Питер Уоттс

По ту сторону рифта

Ничтожества

Я — Блэр. Я бегу через заднюю дверь, а мир вламывается в переднюю.

Я — Коппер. Я воскресаю из мертвых.

Я — Чайлдс. Я охраняю главный вход.

Имена не важны. Они всего лишь временные носители, не более того; всякая биомасса взаимозаменяема. Важно другое: ничего больше от меня не осталось. Все остальное испепелил мир.

Я смотрю в окно и вижу себя: бегу сквозь бурю под видом Блэра. МакРиди приказал мне сжечь Блэра, если он вернется один, но МакРиди все еще считает, что я — часть его. Это не так: я — Блэр, и я у двери. Я — Чайлдс, и я впускаю себя. Быстро причащаюсь: усики извиваются перед моими лицами, сплетаются; я — БлэрЧайлдс, обмениваюсь новостями.

Мир разоблачил меня. Обнаружил нору под сараем для инструментов, мой недостроенный спасательный корабль, собранный из потрохов мертвых вертолетов. Мир уничтожает мои пути к отступлению. А потом вернется за мной.

Остался только один выход. Я распадаюсь. Будучи Блэром, делюсь планом с Коппером и питаюсь биомассой, которая когда-то звалась Кларком; за столь малое время произошло так много событий, что они серьезно истощили мои ресурсы. Будучи Чайлдсом, я уже поглотил останки Фьюкса и готов вступить в новую фазу. Закидываю на плечо огнемет и выхожу наружу, отправляюсь в долгую арктическую ночь.

Я уйду в бурю и больше не вернусь.


Перед аварией я был другим, я был больше. Я был исследователем, послом, миссионером. Рассредоточился по всему космосу, повидал бессчетное количество миров, принял причастие: приспособленные изменили неприспособленных, и вся Вселенная устремилась вверх, радостно приращиваясь ничтожно малыми долями. Я был солдатом на войне с самой энтропией. Я был той рукой, которой самосовершенствуется Творение.

Во мне было столько мудрости. Столько опыта. Сейчас я так много забыл. Помню лишь, что когда-то это знал.

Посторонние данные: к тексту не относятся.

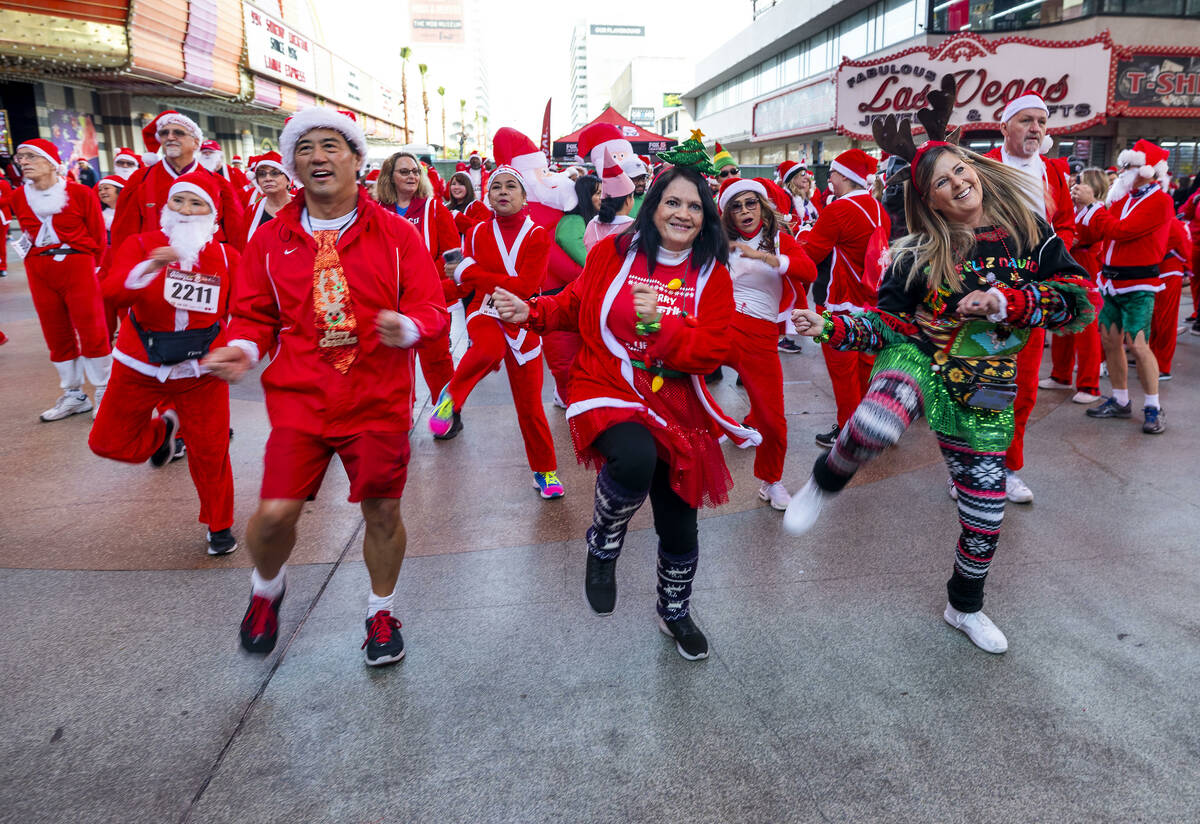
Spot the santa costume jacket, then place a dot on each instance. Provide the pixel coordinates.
(387, 268)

Однако я помню крушение. Большинство отростков погибло сразу, но некоторые выползли из-под обломков: несколько триллионов клеток и душа, слишком слабая для того, чтобы держать их в узде. Несмотря на мои отчаянные попытки собраться, мятежная биомасса слезала с меня, подобно старой коже: одержимые паникой маленькие сгустки мяса инстинктивно отращивали все конечности, о которых только могли вспомнить, и бежали прочь по обжигающей холодом пустыне. Когда я все же восстановил контроль над тем, что от меня осталось, пожар уже закончился, и сжимались тиски мороза. Мне еле удалось нарастить достаточно антифриза, чтобы клетки не разорвались, прежде чем лед принял меня в свое царство.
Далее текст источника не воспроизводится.